If you thought slavery was outlawed in America, you would be wrong. The 13th amendment to the Constitution states that  “neither slavery nor involuntary servitude, except as a punishment for crime whereof the party shall have been duly convicted, shall exist within the United States, or any place subject to their jurisdiction.”
In plain language, that means slavery in America can still exist for those who are in prison, where you basically lose all of your rights. (You don’t gain a lot of your rights back when you get out of prison, either, but that is a different story.) So, given the country’s penchant for rapacious capitalism, it may not come as a surprise that there is much of the American prison system that exploits American prisoners much like slaves.
In fact there is large-scale exploitation in American prisons benefiting American corporations and the military-industrial complex.
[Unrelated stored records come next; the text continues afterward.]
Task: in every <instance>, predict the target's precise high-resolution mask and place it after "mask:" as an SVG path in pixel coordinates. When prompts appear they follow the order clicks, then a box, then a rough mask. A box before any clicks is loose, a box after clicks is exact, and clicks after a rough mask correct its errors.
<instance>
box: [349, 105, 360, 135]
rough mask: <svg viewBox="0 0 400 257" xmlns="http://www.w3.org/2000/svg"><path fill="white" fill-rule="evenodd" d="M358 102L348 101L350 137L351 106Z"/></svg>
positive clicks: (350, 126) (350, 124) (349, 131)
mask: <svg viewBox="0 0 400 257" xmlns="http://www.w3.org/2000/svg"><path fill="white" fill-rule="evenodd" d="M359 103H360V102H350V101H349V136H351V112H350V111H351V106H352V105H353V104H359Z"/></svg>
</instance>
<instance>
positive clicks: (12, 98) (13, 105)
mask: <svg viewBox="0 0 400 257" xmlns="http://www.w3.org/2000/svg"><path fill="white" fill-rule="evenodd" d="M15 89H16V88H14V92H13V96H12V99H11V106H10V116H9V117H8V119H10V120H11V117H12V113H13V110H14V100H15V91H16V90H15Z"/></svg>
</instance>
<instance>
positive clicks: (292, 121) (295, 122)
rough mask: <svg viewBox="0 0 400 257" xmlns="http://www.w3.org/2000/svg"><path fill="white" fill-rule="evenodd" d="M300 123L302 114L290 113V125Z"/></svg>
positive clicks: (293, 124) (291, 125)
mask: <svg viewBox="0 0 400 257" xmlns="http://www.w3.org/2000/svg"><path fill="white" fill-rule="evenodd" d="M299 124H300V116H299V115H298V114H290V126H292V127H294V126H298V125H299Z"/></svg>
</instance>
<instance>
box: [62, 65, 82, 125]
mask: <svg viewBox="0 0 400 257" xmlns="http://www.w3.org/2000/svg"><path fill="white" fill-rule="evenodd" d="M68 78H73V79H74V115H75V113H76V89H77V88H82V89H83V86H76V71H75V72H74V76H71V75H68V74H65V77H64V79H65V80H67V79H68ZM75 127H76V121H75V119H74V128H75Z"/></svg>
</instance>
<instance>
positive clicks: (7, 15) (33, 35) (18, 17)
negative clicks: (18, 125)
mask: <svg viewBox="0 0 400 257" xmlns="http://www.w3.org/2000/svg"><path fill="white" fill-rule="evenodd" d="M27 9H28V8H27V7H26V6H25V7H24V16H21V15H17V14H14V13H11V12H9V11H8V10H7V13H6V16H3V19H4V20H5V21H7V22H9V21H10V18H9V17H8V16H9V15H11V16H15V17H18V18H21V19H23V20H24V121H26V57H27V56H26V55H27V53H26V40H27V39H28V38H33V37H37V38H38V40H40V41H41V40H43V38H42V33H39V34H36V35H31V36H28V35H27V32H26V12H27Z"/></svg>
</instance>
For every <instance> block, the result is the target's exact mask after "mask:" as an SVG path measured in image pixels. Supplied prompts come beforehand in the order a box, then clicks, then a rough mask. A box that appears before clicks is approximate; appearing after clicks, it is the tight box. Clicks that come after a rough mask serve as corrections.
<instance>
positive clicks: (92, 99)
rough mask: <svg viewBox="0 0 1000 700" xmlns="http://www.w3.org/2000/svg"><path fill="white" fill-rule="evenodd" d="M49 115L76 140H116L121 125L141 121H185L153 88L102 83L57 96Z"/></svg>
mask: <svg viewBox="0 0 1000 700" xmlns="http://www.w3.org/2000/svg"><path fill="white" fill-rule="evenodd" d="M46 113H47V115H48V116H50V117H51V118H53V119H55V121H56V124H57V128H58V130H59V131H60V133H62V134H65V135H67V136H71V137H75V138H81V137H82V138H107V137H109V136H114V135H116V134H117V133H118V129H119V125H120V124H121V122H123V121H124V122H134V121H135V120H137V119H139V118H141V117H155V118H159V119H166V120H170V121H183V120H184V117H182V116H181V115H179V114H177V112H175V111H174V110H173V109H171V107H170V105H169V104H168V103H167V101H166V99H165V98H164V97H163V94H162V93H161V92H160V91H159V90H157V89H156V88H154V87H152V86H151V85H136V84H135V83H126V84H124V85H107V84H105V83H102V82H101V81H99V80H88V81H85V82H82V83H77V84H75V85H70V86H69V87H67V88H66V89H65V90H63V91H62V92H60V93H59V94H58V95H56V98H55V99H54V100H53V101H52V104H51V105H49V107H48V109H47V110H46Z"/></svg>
UNICOR, better known as Federal Prison Industries, or FPI, is a government-owned corporation that employs inmates for as little as 23 cents per hour, to provide a wide range of products and services under the guise of a “jobs training program.” In theory, this is supposed to give inmates skills that will prepare them for the workforce upon release.
Critics of FPI have long claimed it exploits prisoners who don’t have the right to organize for representation to protect their rights and it unfairly competes with small businesses that can’t provide goods and services for the average pay of 92 cents an hour FPI workers make. The program employs around 13,000 prisoners per year. In 2013, it reported gross revenue of $609.7 million.
According to FPI’s website , inmates employed in the program carry out a wide range of services that include making house and office furniture, mattresses, flags, traffic signs and military items. These items are usually made for other federal agencies, but private companies can contract workers through FPI as well.
It is no surprise that the inmate/slave labor force has grown along with mass incarceration in America. The Prison Policy Initiative  counts 2.3 million people in prison, according to the 2010 census, by far the highest rate of incarceration in the developed world.
Many more are ensnared in the criminal justice system’s other branches. At the end of 2013, nearly 5 million adults were either on probation or parole, according to Bureau of Justice Statistics . All of these populations and even those not even convicted of a crime are vulnerable to exploitative fees and byzantine rules seemingly designed to catch people and get them back into the grips of the prison system. Basically, there is a trifecta of exploitation in the American criminal justice system. As reported  on AlterNet, the bail system in America keeps many people in jail in a massive form of pretrial detention one has to buy one’s way out of. And police departments are increasingly funding themselves by charging poor people exorbitant fees for minor infractions.